Flame is a risky endeavor in a tiki bar, where flammable organic elements abound. People who are drinking are not to be trusted with candles, but flames in drinks — now that’s good sport. Some locations have had grand tiki fireplaces, and fire dancer shows are also part of the tradition. Flame-look flicker bulbs can be purchased, but their wattage is so low that they really are not useful for light at all. Disneyland uses special trickery to allow bulbs of any sort to flicker like flame. The electrical controls can be expensive, but someone who knows what they’re doing can tackle the project for under a hundred dollars.

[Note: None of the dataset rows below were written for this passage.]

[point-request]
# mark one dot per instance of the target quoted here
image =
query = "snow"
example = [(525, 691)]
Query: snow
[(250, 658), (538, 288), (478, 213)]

Low-wattage bulbs are the most effective way to produce good tiki bar lighting. 15- or 30-watt bulbs will often do the trick. The key is to have enough light fixtures to make the low wattage work. A good tiki bar will have a ceiling that is nearly encrusted with low-wattage light fixtures.
All these light fixtures would look a bit dull without some variety, and that’s where colored lights and unusual fixtures come in. Any color of the rainbow will look right in a tiki bar, as long as the light level is low. Reds in particular will make everyone in the room look more attractive, and moody spots of green and blue add mystery.

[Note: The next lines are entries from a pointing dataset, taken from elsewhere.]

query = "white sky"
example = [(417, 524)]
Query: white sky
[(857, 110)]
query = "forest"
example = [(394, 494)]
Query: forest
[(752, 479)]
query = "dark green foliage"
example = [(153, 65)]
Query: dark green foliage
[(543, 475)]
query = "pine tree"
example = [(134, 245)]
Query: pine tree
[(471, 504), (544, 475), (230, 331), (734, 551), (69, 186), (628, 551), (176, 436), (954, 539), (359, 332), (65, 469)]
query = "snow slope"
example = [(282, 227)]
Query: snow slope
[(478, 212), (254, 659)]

Good tiki light fixtures look unconventional, and give off a restricted amount of light. The most prized tiki light fixture is a glass float — these large round glass balls were used on ships, and used to drift onto shore with their sides nicely blasted into a frosted look by the elements. They were once plentiful, but are now rare, with original floats going for well over a hundred dollars. Today, faux-floats are produced without light fixtures. Drilling one for use as a lamp can be tricky without proper equipment, many opt to instead mount the light on the outside of the float, and mask it with bamboo. Another popular tiki light fixture is the pufferfish lamp. It is not difficult to make a pufferfish lamp yourself, but it can be messy and smelly. Other lamp styles include old fish traps, bamboo bird cages, and frames wrapped in tapa cloth.

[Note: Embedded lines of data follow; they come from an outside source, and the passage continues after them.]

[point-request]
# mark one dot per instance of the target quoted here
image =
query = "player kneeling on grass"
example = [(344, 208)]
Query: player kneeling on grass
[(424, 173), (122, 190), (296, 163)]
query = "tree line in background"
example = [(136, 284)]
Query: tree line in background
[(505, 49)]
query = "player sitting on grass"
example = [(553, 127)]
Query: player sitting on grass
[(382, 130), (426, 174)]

When crafting a moody, low-light environment, it becomes especially important to consider how bright light can affect it. Windows of course kill the scene, at least until nightfall. Neon is the scourge of the tiki bar, it’s far too bright and harsh. The worst offender is that mighty false idol, the television set. Nothing can ruin a tiki bar quite like a television set can. Even when showing supposedly tiki-friendly tropical scenes, like an old surf movie or a Hawaii travelogue, the screen is too bright. Even a television showing scenes that are dark is surprisingly bright. Worse, the moving scenes distract the visitor, and remove any sense of the exotic. Savvy tikiphiles are equipped with a device like TV-B-Gone, a small keychain device that works like a television remote, and can turn off virtually any television set.
There are lots of projects relating to lighting that can be done at home inexpensively, and in the future I’ll spotlight some places where you can learn to do that.